Microsoft Offers Virtualization Technology For Free

Microsoft released the software under its Open Specification Promise, which makes select patented technology available to third parties for free when implementing specified open standards.

Antone Gonsalves, Contributor

October 17, 2006

2 Min Read

Microsoft Corp. on Tuesday made its patented virtualization format technology, which is used to run multiple operating systems on one computer, available for free to any third party.

Microsoft announced the availability of the Virtual Hard Disk Image Format specification at the Interoperability Summit in Brussels. The technology is available under Microsoft's Open Specification Promise, which makes select patented technology available for free when implementing specified open standards.

Microsoft's VHD format, available since May 2005, captures the entire virtual machine operating system and the application stack in a single file. The company uses the technology in its Virtual PC 2004 and Virtual Server 2005 products. The format also will be used in a future version of Windows Server.

Virtualization is growing in popularity as computers become increasingly more powerful. The technology increases the productivity of machines by enabling them to act like multiple computers. The sleight-of-hand technology is useful in backup and recovery, security, image management and patching, disk conversion and lifecycle management and provisioning.

While virtualization gets more bang-for-the-buck from hardware, it also increases the management headaches for IT departments. Tools that help handle the added complexity include Symantec's Live Migration and Altiris' Wise Package Studio.

Microsoft has made the VHD format available for download with or without registration. Registration gets the user notification of future updates.

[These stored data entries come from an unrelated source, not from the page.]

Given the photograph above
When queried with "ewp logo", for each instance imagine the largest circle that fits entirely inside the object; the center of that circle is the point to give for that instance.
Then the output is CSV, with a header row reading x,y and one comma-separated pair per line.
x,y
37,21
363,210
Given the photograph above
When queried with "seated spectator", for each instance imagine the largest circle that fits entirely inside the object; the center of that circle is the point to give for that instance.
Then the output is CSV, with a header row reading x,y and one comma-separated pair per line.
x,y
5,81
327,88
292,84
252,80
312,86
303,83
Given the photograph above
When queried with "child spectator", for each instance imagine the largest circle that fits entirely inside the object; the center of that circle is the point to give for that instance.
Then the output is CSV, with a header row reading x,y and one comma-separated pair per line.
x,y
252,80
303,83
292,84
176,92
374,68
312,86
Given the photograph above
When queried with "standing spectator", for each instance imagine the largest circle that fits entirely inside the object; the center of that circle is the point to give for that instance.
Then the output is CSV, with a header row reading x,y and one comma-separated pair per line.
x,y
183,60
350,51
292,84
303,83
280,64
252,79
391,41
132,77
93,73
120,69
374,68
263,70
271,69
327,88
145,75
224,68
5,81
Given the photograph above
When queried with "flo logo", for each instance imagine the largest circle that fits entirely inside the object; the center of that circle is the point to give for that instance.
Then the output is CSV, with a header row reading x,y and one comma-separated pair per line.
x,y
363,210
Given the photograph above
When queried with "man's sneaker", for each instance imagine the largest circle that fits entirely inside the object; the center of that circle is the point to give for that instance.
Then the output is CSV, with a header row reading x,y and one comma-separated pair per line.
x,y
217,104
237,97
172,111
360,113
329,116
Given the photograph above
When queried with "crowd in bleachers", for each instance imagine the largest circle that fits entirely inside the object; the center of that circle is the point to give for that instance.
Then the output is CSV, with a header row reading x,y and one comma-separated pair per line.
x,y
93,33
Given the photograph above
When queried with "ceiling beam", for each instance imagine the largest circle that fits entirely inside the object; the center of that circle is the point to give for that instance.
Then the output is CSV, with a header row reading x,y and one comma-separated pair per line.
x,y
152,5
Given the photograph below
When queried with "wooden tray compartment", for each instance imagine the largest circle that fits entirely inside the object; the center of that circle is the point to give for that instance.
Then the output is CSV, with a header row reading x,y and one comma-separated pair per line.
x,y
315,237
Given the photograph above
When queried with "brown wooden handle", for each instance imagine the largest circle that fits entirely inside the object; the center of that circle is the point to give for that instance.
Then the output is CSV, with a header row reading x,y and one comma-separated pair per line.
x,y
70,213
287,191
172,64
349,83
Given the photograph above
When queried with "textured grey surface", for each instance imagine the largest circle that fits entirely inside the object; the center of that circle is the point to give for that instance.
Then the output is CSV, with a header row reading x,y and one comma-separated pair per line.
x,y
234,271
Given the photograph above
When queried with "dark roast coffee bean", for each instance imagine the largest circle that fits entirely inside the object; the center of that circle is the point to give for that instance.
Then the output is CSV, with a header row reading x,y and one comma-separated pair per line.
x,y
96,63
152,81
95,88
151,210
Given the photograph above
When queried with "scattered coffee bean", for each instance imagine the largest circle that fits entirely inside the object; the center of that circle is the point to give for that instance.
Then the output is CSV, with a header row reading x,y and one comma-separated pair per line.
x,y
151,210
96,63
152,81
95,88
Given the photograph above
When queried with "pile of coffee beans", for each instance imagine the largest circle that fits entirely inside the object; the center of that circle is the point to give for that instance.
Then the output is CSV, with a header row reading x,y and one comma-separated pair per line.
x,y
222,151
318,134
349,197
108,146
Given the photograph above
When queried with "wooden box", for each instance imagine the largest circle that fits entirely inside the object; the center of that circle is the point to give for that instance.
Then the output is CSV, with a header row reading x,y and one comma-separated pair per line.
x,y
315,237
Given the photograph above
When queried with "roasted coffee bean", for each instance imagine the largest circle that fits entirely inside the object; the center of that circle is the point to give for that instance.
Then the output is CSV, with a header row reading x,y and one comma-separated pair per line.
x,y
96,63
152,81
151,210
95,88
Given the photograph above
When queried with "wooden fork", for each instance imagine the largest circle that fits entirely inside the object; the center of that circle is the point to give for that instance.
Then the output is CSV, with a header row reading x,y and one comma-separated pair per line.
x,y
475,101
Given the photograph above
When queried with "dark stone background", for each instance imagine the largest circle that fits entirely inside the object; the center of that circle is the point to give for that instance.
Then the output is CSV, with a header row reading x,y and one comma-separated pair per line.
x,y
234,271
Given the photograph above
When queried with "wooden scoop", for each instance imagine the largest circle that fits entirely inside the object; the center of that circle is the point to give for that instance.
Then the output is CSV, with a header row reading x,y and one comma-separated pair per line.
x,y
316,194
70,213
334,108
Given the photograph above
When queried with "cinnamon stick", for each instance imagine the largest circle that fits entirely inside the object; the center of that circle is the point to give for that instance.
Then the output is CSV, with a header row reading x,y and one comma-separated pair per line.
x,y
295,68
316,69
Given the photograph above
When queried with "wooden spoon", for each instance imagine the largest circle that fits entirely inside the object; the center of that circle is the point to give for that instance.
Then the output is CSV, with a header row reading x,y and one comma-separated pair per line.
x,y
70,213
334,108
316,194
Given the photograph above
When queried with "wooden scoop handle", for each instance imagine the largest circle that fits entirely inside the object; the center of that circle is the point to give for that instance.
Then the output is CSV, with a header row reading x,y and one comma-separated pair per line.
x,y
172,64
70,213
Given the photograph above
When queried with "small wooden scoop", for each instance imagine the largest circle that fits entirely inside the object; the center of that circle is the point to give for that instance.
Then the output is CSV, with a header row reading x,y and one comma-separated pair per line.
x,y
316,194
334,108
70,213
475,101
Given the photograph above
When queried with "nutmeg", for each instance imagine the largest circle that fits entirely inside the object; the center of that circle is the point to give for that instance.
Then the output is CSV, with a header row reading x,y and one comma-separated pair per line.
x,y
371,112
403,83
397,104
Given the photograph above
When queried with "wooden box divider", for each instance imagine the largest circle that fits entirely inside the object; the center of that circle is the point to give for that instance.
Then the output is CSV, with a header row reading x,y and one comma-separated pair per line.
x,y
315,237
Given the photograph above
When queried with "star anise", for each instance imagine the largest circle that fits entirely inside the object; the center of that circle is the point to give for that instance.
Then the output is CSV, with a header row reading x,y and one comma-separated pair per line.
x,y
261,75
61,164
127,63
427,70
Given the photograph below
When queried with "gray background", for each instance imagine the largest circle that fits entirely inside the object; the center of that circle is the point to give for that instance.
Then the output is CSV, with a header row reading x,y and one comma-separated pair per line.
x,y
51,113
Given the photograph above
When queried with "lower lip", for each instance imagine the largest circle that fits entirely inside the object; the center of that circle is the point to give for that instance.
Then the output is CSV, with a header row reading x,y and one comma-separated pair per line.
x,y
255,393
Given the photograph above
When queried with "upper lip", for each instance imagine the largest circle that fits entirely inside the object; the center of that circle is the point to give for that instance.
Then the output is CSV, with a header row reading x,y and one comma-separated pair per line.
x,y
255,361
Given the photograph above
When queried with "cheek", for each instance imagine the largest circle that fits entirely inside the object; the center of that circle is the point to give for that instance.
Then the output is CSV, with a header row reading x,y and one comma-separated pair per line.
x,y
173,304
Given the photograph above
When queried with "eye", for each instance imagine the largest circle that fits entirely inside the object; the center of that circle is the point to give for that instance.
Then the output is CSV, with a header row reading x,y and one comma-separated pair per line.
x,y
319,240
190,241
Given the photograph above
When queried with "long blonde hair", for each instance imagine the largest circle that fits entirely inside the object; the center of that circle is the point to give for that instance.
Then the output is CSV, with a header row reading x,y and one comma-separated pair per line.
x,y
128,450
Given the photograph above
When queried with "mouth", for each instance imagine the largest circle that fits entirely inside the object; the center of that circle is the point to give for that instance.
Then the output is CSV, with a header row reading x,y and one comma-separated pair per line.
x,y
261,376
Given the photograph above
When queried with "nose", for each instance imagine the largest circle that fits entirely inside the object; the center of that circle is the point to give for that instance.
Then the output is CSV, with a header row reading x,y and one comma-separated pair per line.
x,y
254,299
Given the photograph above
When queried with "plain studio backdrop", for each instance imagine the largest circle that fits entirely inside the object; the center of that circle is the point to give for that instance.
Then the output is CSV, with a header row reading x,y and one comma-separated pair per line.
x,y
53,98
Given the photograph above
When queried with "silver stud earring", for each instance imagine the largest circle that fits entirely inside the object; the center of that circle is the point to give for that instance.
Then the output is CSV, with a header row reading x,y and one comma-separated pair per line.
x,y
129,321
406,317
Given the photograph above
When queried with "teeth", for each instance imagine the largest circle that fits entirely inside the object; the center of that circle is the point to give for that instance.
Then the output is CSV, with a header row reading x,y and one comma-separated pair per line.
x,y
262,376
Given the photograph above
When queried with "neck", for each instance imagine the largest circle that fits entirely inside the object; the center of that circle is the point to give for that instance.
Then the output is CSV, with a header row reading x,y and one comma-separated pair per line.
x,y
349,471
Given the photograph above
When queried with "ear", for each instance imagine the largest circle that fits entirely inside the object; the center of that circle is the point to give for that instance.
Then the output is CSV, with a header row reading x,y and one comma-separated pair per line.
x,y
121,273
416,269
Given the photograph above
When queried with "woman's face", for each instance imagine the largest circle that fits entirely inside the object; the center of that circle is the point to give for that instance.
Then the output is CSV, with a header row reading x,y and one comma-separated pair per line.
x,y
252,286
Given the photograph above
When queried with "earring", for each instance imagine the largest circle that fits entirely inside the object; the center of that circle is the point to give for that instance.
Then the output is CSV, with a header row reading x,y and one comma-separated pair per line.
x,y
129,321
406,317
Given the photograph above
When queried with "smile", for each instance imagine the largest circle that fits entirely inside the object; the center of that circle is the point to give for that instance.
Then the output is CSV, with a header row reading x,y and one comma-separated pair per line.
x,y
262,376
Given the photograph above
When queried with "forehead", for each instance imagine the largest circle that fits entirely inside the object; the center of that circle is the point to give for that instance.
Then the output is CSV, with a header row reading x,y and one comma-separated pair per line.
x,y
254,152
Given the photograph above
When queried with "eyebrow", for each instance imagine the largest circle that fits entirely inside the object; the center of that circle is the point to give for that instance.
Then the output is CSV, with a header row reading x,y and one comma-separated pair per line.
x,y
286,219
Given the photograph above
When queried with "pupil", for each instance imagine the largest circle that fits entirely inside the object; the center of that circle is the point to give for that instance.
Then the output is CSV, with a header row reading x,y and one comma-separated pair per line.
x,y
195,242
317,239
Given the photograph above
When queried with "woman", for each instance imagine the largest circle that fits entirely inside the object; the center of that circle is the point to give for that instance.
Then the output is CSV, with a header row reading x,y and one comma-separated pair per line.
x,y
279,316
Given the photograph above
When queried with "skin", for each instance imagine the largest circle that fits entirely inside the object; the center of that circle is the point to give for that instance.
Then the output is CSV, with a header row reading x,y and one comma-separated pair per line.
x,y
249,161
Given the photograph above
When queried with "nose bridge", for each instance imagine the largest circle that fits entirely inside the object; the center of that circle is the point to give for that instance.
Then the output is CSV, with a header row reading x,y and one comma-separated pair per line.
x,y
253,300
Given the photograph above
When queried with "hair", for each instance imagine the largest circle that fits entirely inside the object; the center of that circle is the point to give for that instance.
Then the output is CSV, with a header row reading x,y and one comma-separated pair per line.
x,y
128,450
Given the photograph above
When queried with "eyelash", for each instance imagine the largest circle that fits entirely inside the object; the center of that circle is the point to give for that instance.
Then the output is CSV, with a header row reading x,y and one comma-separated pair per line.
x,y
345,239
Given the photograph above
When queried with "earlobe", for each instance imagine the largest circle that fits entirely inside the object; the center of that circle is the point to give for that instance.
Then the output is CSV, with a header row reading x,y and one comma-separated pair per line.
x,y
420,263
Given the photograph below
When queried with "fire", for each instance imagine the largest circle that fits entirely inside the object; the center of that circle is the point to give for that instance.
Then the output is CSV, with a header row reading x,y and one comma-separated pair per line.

VHD has been adopted by more than 60 vendors, including Brocade Communications Systems Inc., BMC Software Inc., Diskeeper Corp., Fujitsu Siemens Computers, Network Appliance Inc., Virtual Iron, and XenSource, according to Microsoft.

The technology is not the first Microsoft has released under the OSP. The company last month released under the document technology it contributed to nearly three dozen Web services specifications.

The OSP covers all third parties working with commercial or open-source software.